NB:  I'm amending this piece a few weeks after I wrote it, primarily after reading Maureen Dowd on Lincoln and its huge falsehood.  I had no idea the writer and director of Lincoln changed the truth in a meaningful way versus what I say at the end of this blog.  The film suggests that the representatives from Connecticut voted against the 13th Amendment, the most important amendment to our Constitution.  This  change was not a minor adjustment for artistic purposes, it's blatantly false and Lincoln does not deserve an award for best film.  Lincoln should be to show that the representatives from Connecticut voted yes.  I'm watching the awards right now and hoping, against hope, that Amour will win.  Amour is perhaps the most honest film I've seen in my lifetime, which has not been short!

Perhaps because three of the best pictures nominated this year for the Oscar are based on true stories, a number of controversies have arisen.  Argo, nominated for best picture, did not get a nod for best director; neither did Zero Dark Thirty. The only true story that did get a nod is Lincoln, for best picture and best director.

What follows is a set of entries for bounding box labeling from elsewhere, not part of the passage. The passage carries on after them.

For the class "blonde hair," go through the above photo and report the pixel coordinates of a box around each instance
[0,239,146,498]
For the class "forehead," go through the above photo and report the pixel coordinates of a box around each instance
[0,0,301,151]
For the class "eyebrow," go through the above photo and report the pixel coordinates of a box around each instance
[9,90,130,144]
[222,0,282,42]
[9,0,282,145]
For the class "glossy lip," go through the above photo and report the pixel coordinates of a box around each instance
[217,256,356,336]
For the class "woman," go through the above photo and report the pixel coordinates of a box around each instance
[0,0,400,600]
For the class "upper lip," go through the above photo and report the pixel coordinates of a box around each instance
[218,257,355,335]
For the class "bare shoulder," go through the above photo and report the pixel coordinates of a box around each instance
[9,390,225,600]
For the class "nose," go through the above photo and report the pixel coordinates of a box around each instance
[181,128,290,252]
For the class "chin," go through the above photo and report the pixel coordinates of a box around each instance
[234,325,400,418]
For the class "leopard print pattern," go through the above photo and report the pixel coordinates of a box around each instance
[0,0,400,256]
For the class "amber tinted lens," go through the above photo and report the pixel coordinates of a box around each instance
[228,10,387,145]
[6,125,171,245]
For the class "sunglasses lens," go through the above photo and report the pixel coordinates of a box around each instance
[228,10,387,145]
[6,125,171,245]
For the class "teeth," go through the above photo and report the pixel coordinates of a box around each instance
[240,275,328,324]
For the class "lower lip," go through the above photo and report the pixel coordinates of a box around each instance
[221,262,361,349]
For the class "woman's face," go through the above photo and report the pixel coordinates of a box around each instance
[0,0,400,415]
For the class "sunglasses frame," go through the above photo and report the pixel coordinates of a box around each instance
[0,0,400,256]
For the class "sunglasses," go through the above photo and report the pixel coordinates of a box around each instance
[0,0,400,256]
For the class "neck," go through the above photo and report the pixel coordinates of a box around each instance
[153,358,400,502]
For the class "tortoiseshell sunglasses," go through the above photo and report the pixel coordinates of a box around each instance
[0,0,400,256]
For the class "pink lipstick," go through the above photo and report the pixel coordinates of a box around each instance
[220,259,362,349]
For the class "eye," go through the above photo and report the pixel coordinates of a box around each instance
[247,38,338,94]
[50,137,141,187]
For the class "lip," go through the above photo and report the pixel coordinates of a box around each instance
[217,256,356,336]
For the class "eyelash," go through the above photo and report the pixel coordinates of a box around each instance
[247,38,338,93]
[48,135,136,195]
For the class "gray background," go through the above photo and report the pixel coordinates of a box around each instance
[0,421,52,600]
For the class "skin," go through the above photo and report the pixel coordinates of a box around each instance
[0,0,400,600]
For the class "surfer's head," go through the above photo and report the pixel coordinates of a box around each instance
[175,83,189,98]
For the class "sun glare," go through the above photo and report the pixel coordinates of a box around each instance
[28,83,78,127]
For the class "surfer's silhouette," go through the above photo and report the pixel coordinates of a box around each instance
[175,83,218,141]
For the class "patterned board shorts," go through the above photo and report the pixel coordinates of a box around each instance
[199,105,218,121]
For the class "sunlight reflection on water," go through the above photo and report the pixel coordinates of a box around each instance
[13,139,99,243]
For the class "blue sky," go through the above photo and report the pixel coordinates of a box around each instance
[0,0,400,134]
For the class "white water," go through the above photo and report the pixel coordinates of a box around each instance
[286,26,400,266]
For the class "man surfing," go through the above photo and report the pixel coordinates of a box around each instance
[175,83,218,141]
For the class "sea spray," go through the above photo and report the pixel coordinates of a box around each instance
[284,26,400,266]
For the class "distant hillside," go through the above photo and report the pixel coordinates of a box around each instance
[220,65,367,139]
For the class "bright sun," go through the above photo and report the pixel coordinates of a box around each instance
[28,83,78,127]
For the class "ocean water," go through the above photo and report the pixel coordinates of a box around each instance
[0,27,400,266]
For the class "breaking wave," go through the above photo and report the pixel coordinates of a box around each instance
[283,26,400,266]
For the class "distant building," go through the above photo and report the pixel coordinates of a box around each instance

I've written before about my feelings for Zero Dark Thirty but I'd like to repeat myself here, but in a different fashion.  At the beginning of the film, there's a statement on screen that the film is based on true events (not an exact quote but close enough).  The problem is that the film indicates that the use of torture, along with other methods, was responsible for the capture of Bin Laden.  Torture did not work, as stated by almost every objective commentator with inside information (other than those who condoned torture and now need to find some justification for its use), yet Bigelow elects to show that it did work, although she's now in denial as the controversy heats up. Argo, based on the escape of Americans with the help of the Canadians during the Iran hostage crisis, also states that it's a true story, although much of the ending is fictional.  (The liberties taken by Argo are far less serious than those taken in Zero Dark Thirty, since the latter shows torture as useful, or if you're a Bigelow defender, as neutral--neither of which is acceptable on a moral level.)

Many are now objecting that Ben Affleck, director of Argo, did not get a best director nod. I saw Argo and enjoyed it very much but frankly never saw it as anything but a fictional thriller since so much of the film is pulled together with the same old heart-pounding episodes we see in most action American films--car chases for one, although in this case it's a plane chase, which didn't happen.  Most of the heart-pounding episodes at the end of the film are false, used to keep the audience on edge, so it's not really a true story.  That would be fine so long as we weren't led to believe we were watching truth, not fiction.  Once a director says he's telling truth, he's obligated to tell truth.  Thus, I don't believe Affleck should have been nominated.

In some ways Lincoln is in the same league.  As very few people know, Lincoln, a man of his times, had many of the same prejudices against African Americans as his contemporaries.  But in the case of Lincoln the film there are omissions but no real liberties taken with the truth.  It's also a good film, one of the best political films I've seen in my lifetime.  It also has a number of lessons that President Obama could learn from, including Lincoln's affability in getting his enemies on his side.  I hope it wins both awards and makes the appropriate impression on Obama.  He needs to socialize more.